Voor de medewerkers van De Klimop is de verandering in werkwijze grotendeels positief verlopen. Er is geen overdaad aan nieuwe domotica geïntroduceerd. "De oplossingen zijn en werken eigenlijk vrij simpel," merkt Michael op. In het begin waren er wel uitdagingen met een reeks valse alarmen of meldingen. Dit bleek voornamelijk te wijten aan gebruikersfoutjes, waarbij alarmen per ongeluk werden geactiveerd door het lang indrukken van een knopje aan de zijkant van het apparaat. Dit gebeurde onbedoeld bij het aanzetten van het scherm, het in stand-by zetten van het toestel, of zelfs bij het opbergen in een broekzak.

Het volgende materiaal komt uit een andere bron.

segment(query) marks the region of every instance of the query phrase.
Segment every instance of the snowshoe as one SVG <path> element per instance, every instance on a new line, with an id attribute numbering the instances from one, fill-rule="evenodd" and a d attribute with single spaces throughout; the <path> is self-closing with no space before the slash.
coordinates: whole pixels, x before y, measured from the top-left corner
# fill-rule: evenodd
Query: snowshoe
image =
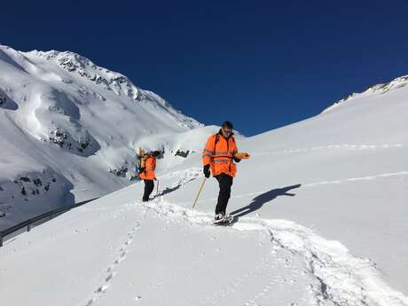
<path id="1" fill-rule="evenodd" d="M 230 214 L 225 215 L 225 216 L 224 215 L 219 216 L 219 215 L 222 215 L 222 214 L 216 215 L 216 217 L 214 218 L 214 222 L 213 222 L 214 225 L 229 225 L 229 224 L 233 224 L 236 221 L 236 218 Z"/>

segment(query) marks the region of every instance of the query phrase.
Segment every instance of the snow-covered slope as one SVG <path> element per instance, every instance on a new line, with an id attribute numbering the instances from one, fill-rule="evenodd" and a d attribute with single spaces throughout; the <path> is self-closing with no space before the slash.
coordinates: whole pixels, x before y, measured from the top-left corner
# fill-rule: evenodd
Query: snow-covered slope
<path id="1" fill-rule="evenodd" d="M 194 153 L 161 173 L 148 205 L 135 184 L 9 240 L 2 300 L 407 306 L 407 98 L 408 87 L 357 95 L 239 138 L 252 158 L 239 164 L 231 227 L 210 225 L 215 179 L 191 208 L 202 181 Z"/>
<path id="2" fill-rule="evenodd" d="M 179 162 L 167 149 L 193 150 L 177 135 L 200 126 L 78 54 L 0 45 L 0 229 L 129 184 L 148 136 L 165 134 L 151 148 Z"/>

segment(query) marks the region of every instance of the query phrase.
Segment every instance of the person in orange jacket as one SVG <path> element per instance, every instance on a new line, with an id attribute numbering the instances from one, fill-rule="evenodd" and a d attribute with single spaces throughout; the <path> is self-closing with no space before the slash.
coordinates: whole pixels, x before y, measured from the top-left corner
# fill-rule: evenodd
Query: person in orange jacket
<path id="1" fill-rule="evenodd" d="M 237 157 L 238 147 L 232 129 L 231 122 L 224 122 L 218 133 L 208 137 L 202 152 L 204 175 L 208 178 L 211 170 L 213 177 L 218 181 L 220 188 L 216 207 L 216 222 L 224 221 L 229 217 L 225 212 L 231 197 L 233 177 L 237 173 L 235 162 L 241 161 L 240 158 Z"/>
<path id="2" fill-rule="evenodd" d="M 149 196 L 154 189 L 153 181 L 156 180 L 156 176 L 154 175 L 154 170 L 156 169 L 156 157 L 160 154 L 161 153 L 159 151 L 153 151 L 150 154 L 145 154 L 142 157 L 139 177 L 145 181 L 145 192 L 143 194 L 144 202 L 149 200 Z"/>

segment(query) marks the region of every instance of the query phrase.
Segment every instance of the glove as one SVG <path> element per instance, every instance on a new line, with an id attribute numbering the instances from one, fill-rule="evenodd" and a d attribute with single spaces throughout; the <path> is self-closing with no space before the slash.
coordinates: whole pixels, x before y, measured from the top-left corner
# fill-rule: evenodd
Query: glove
<path id="1" fill-rule="evenodd" d="M 209 175 L 210 175 L 210 172 L 209 172 L 209 164 L 204 166 L 204 168 L 203 168 L 203 172 L 204 172 L 204 176 L 206 176 L 206 177 L 208 178 L 208 177 L 209 177 Z"/>
<path id="2" fill-rule="evenodd" d="M 235 153 L 234 157 L 239 159 L 239 160 L 247 160 L 251 155 L 249 155 L 247 153 Z"/>

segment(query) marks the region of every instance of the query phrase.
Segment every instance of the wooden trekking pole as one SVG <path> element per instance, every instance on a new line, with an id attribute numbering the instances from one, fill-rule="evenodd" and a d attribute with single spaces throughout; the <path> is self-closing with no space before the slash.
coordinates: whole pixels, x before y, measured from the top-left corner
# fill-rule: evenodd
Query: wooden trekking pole
<path id="1" fill-rule="evenodd" d="M 197 203 L 197 200 L 199 200 L 200 193 L 201 193 L 202 187 L 204 187 L 204 184 L 206 183 L 206 181 L 207 181 L 207 177 L 204 177 L 204 179 L 202 180 L 201 185 L 200 186 L 199 193 L 197 193 L 197 196 L 195 197 L 194 204 L 192 204 L 192 208 L 194 208 L 195 203 Z"/>

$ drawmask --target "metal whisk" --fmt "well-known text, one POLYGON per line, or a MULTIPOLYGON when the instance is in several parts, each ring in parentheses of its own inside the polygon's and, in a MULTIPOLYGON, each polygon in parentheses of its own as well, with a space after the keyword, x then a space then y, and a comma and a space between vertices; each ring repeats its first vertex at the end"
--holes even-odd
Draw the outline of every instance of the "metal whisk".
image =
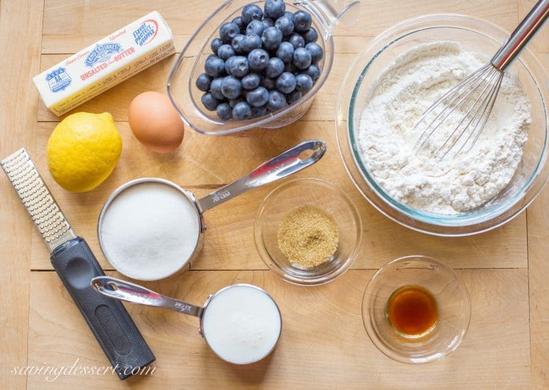
MULTIPOLYGON (((414 150, 419 153, 432 141, 445 121, 455 118, 458 124, 441 144, 436 145, 432 157, 444 158, 452 150, 454 157, 475 145, 488 121, 503 80, 503 73, 549 16, 549 0, 539 0, 520 22, 490 62, 477 69, 448 90, 421 115, 414 131, 423 129, 414 150), (451 117, 452 116, 452 117, 451 117), (467 146, 465 148, 466 145, 467 146)), ((445 139, 443 136, 442 139, 445 139)))

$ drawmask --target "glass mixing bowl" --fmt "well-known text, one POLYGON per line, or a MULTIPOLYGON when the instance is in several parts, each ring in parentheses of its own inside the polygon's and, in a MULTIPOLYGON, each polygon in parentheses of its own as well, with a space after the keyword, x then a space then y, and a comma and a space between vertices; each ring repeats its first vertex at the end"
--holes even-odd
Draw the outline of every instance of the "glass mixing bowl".
POLYGON ((254 239, 261 260, 278 276, 294 284, 316 286, 331 282, 349 269, 360 250, 362 224, 358 210, 343 191, 319 179, 296 179, 265 197, 255 217, 254 239), (281 222, 292 210, 305 205, 331 215, 339 231, 336 253, 316 267, 292 263, 278 245, 281 222))
POLYGON ((390 261, 372 276, 362 300, 362 320, 370 339, 388 357, 429 363, 461 343, 471 320, 471 300, 454 270, 428 257, 408 256, 390 261), (389 321, 388 302, 404 287, 426 290, 436 302, 434 326, 419 337, 403 335, 389 321))
POLYGON ((355 185, 382 213, 408 228, 439 236, 467 236, 500 226, 516 217, 539 193, 549 174, 546 164, 549 84, 534 55, 526 49, 509 70, 522 83, 532 103, 532 125, 522 159, 511 182, 494 199, 454 215, 428 212, 393 199, 362 161, 357 145, 360 114, 377 75, 404 51, 440 40, 460 42, 489 58, 509 34, 489 22, 462 15, 434 14, 406 21, 382 33, 360 54, 347 73, 336 103, 340 154, 355 185))
POLYGON ((312 27, 318 33, 317 43, 324 51, 324 57, 318 63, 320 77, 301 99, 280 111, 248 121, 222 121, 202 103, 200 97, 204 93, 196 88, 196 78, 204 72, 206 58, 212 53, 210 43, 218 36, 220 26, 240 16, 242 8, 248 4, 257 4, 261 9, 265 4, 265 1, 249 0, 225 1, 190 38, 170 73, 167 94, 181 119, 188 126, 208 135, 224 135, 253 127, 274 129, 297 121, 309 109, 312 97, 329 74, 334 60, 332 29, 338 23, 350 27, 358 19, 360 2, 348 3, 342 0, 299 0, 292 3, 287 1, 286 11, 295 12, 304 9, 312 16, 312 27))

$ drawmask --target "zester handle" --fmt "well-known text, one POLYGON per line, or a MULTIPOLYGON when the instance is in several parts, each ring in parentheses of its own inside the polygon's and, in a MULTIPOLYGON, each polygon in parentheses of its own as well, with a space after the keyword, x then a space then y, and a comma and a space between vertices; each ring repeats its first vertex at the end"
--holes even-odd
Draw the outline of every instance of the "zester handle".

Michael voegt toe: "Het fijne was dat we steeds snel konden schakelen met CuraTec om te achterhalen wat er misging. Nadat de systemen goed waren doorgelicht, hebben we aanpassingen in het gebruik doorgevoerd. Hierdoor hebben we bijvoorbeeld het aantal valse meldingen aanzienlijk kunnen verminderen en de beschikbare data kunnen verbeteren, terwijl het voor het personeel eenvoudig bleef om van het systeem gebruik te maken. De communicatielijnen tussen CuraTec en De Klimop zijn kort, zo ook de onderlinge communicatie tussen de collega's. Dankzij deze nauwe samenwerking kon de werkwijzeverandering soepel en gemakkelijk op de werkvloer worden doorgevoerd en blijven we dit gezamenlijk monitoren.
Dit project illustreert hoe technologie en data effectief kan bijdragen aan het ondersteunen van complexe uitdagingen in de jeugdzorg. De integratie van deze technologie heeft geleid tot een veiligere en meer ondersteunende omgeving voor de kinderen en medewerkers die hierdoor beter hun werk kunnen doen, met als doel; een fijne zorgomgeving. "Dankzij deze innovatieve aanpak kunnen we nu sneller, efficiënter en effectiever reageren op de behoeften van kinderen en gezinnen," concludeerde Leroy Sayers. De Klimop is nu beter uitgerust om haar BHAG te vervullen: "Een veilige plek voor ieder kind," waar kinderen zich op hun eigen tempo kunnen ontwikkelen naar zelfstandigheid en volwassenheid.